Soul Repair and the Quest for Love

“After visiting the church, he said ‘they don’t love each other, how could they possibly love me?’”

At the Gateway for Hope: Breaking the Stigma of Moral Injury conference in Montgomery, Alabama last week, Dr. Rita Brock uttered these words to a room full of veterans, families, chaplains, clergy, and concerned citizens. She referenced a conversation with a young man after he returned home from combat, and sat in the church pew for the first time since deployment. The conference room full of attentive faces began to nod in agreement, or shake their heads in disappointment and shame. This statement was a powerful reminder to everyone that love has a place in empathy, understanding, and deep listening, particularly when it comes to the experience of combat veterans.

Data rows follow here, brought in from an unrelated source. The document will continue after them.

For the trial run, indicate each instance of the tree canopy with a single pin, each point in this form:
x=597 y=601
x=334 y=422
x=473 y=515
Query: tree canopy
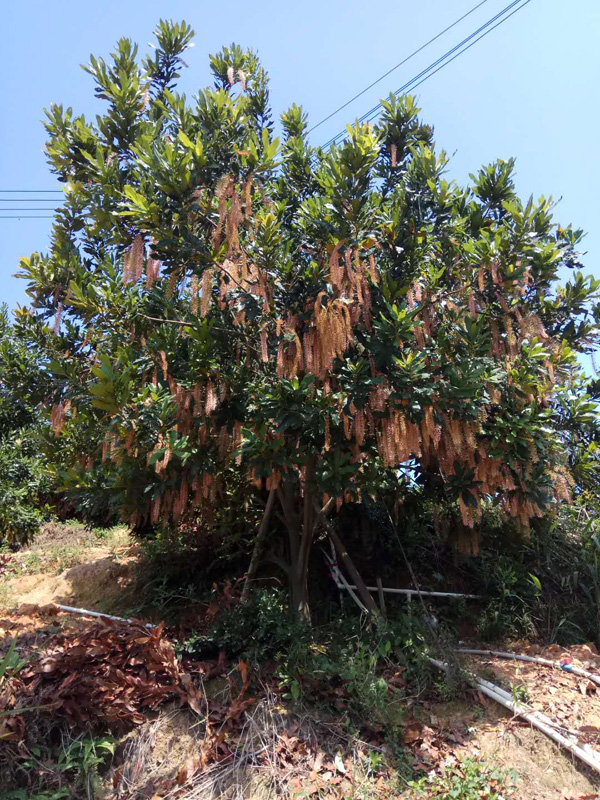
x=323 y=325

Rita Brock Director of the Soul Repair Center, Brite Divinity School

Dr. Rita Nakashima Brock is the director of the Soul Repair Center of Brite Divinity School in Fort Worth, Texas. In her co-authored book Soul Repair: Recovering from Moral Injury after War, she and Gabriella Lettini address the experiences of veterans trained to fight in military combat. Beginning with the varying reasons a person may enlist in the military, to the experience of killing, and the inevitability of returning home to loved ones. It addresses the difficulties that these experiences hold, along with the anguish of loved ones as they attempt to interact with the person, as if nothing happened. One quote from a veteran of Iraq is particularly eye opening. He says, “war is the foyer to hell; coming home is hell.”

The conference featured many speakers, a panel of veterans expressing their individual experiences (some for the first time), workshops, exhibits, and a Theatre of War presentation and discussion. The panel of veterans provided an opportunity for women and men of different war experiences to tell their story. Each veteran expressed reflections and questions about their own place in the conflict. “Who have I become?” “What are we doing?” “Why do we still depend on war as foreign policy?” “Air Force chaplains leave alone, and come back alone.” Each one had a sorrow, a lament that they felt as they expressed the horrors they experienced in combat. In a deep listening exercise, the conference hall met each of their stories with acknowledgement through sacred silence.

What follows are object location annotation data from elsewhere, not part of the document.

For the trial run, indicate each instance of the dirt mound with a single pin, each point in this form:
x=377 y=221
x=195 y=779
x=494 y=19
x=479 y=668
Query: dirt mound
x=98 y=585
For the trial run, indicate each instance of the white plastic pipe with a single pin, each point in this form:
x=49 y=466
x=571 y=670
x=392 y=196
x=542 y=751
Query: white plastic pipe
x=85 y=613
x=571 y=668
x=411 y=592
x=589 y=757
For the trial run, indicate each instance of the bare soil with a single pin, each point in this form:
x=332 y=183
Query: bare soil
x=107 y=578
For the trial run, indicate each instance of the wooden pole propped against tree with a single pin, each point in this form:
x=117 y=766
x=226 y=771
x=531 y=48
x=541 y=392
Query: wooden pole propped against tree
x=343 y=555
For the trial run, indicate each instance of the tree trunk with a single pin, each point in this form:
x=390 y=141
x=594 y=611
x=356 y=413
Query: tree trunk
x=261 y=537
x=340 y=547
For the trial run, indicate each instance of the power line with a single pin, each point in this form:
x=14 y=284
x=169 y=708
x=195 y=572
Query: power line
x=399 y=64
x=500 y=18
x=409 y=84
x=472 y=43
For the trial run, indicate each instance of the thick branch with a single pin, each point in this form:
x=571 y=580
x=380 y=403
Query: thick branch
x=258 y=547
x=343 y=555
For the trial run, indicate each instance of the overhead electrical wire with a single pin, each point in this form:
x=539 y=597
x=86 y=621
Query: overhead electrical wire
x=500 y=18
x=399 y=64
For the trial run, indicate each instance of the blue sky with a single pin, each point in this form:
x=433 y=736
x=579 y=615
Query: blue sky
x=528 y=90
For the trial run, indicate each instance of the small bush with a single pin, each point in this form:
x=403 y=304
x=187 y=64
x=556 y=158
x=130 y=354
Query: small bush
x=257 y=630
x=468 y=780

The “Theatre of War” presented readings from Ajax, an ancient Greek tragedy written by Sophocles, a general in ancient Greece. The readings depicted the horrors of a returned soldier as he struggles to understand his place in the world after war with the Trojans. In the readings, he wrestles with his own identity, the meaning of his name, and feels the only honorable thing he can do is take his own life with his sword on enemy soil. The presentation went on to express the horror and helplessness felt by his family as they watched his anguish, and found his lifeless body. Though the words and performance was powerful, it was the panel discussion, and audience reflections that really brought the story to life. Participants grappled with their own relationships to the characters. They recognized resilience and strength in their own lives as well as those around them. It provided space to discuss psychological and spiritual concerns about the ravages of war.

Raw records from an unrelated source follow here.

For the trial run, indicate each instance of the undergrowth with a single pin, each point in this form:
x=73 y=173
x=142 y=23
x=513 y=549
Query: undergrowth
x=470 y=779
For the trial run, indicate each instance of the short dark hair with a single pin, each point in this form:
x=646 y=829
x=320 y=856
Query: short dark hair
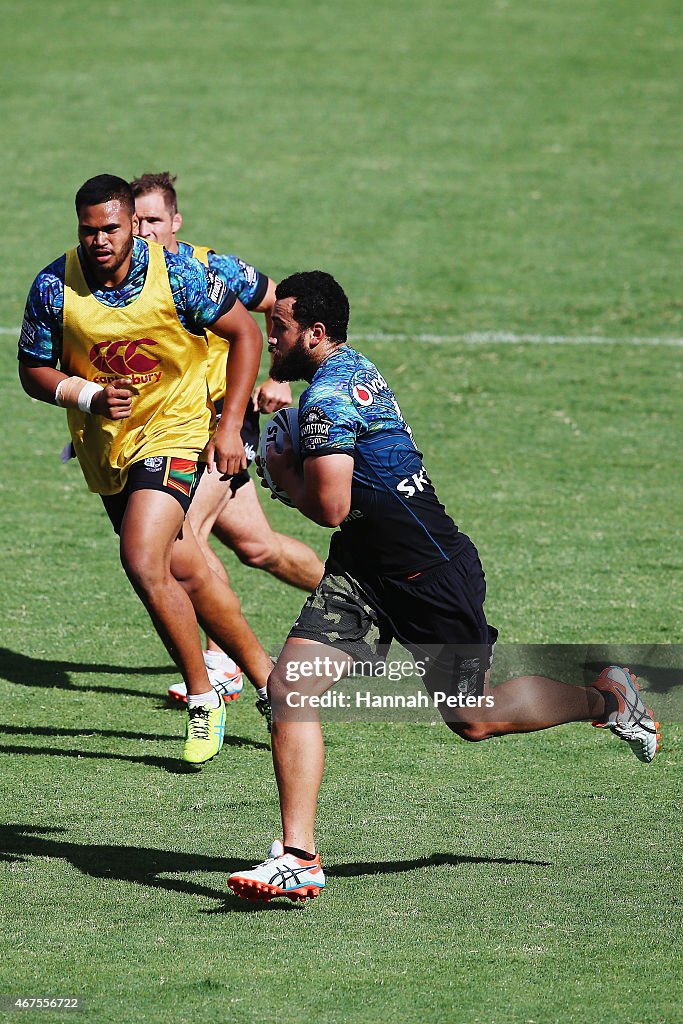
x=162 y=181
x=318 y=299
x=104 y=188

After two days of challenging discussions, inspiring speakers, and powerful conversations related to “bringing our troops all the way home,” I spent a significant amount of time reflecting on my experiences from the conference. While I packed my bags that evening for an early morning flight, President Obama addressed the nation regarding ISIL and its presence in Iraq and Syria. He announced “Our objective is clear:  We will degrade, and ultimately destroy, ISIL through a comprehensive and sustained counterterrorism strategy.” His plan according, to his public address, is continued airstrikes, increased “on the ground” force, increased counterterrorism efforts, and increased humanitarian aid. Military efforts, combat, and war affect all of us. It does not simply affect those who are deployed and their families.gatewaytohope

The Wounded Warrior Soul Care Initiative has begun its journey within JustPeace, and is working with clergy and congregations to provide a safe place where people can share their experiences. Literature, story telling, art, physical movement, liturgical space adaptation, and ritual, are some of the ways in which congregations and communities can have the opportunity for conversations with those who have experienced “Moral Injury.” As the United Methodist Church and individual congregations are starting to explore their place in reaching out to veterans and caring for their needs, it is imperative to recognize the significance of our relationships with one another. Dr. Rita Brock said, “We must earn the right to hear the stories they have to tell.” If we do, maybe we will hear, “They love each other so much. Perhaps, they can love me too,” coming from anyone in our midst.